Tem gente quem ache que, não dando para prender todo mundo, prender um, sendo certo um, já está de bom tamanho. Mas por que mesmo não é possível prender todo mundo?

A juiza tinha pressa. O seu tempo estava acabando. Tratou Leo Pinheiro e José Aldemário como pessoas diferentes. É verdade que esse tipo de gente tem muitas caras. Ela precisava aproveitar a oportunidade para escrever seu nome na história. No caso, a biografia de Lula.

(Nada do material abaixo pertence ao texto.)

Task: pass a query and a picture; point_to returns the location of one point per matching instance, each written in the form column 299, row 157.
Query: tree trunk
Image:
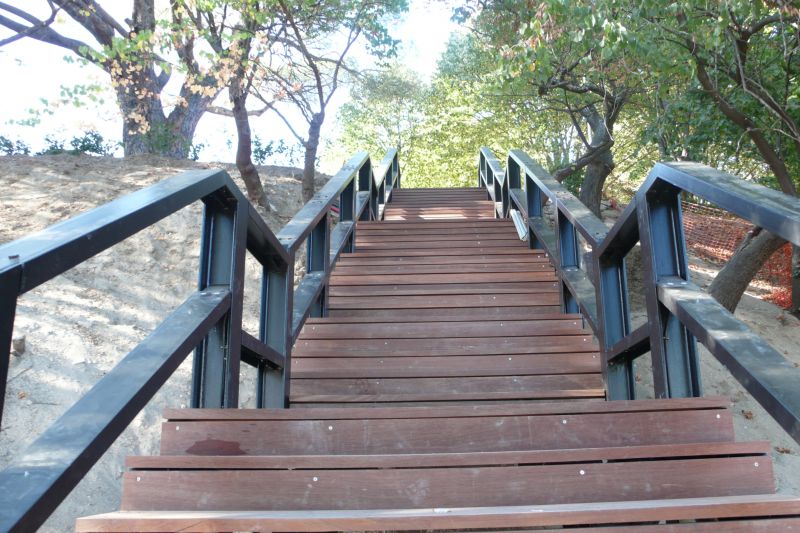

Dizer isso não implica defender Lula, mas cotejar fatos com datas. Dois dias depois da condenação de Lula, o TRF-4 definiu o nome do novo juiz da Lava Jato, encerrando o período de holofotes de Gabriela Hardt. Ela se apressou para brilhar? Talvez só tenha querido não deixar trabalho incompleto para trás. Tudo é possível. Juristas não se entendem.

Ao propor no seu projeto anticrime que a prisão em segunda instância seja prevista em infraconstitucional , no Código de Processo Penal e outros textos, Sérgio Moro admite que até agora operou nas franjas do sistema graças ao atual entendimento do STF sobre a questão. Melhor será mudar também a Constituição. É justo prender depois da condenação por colegiado. Só não é correto para isso ter de fazer interpretação criativa da Carta Magna. Como dizia Umberto Eco, muitas interpretações são possíveis, mas não todas. Salvo quando se tem o poder de dizer o que a Constituição diz. Legal não é o que diz a lei, mas o que o agente autorizado da lei diz que ela diz. Onde se lê leão, o agente pode ver taco de golfe.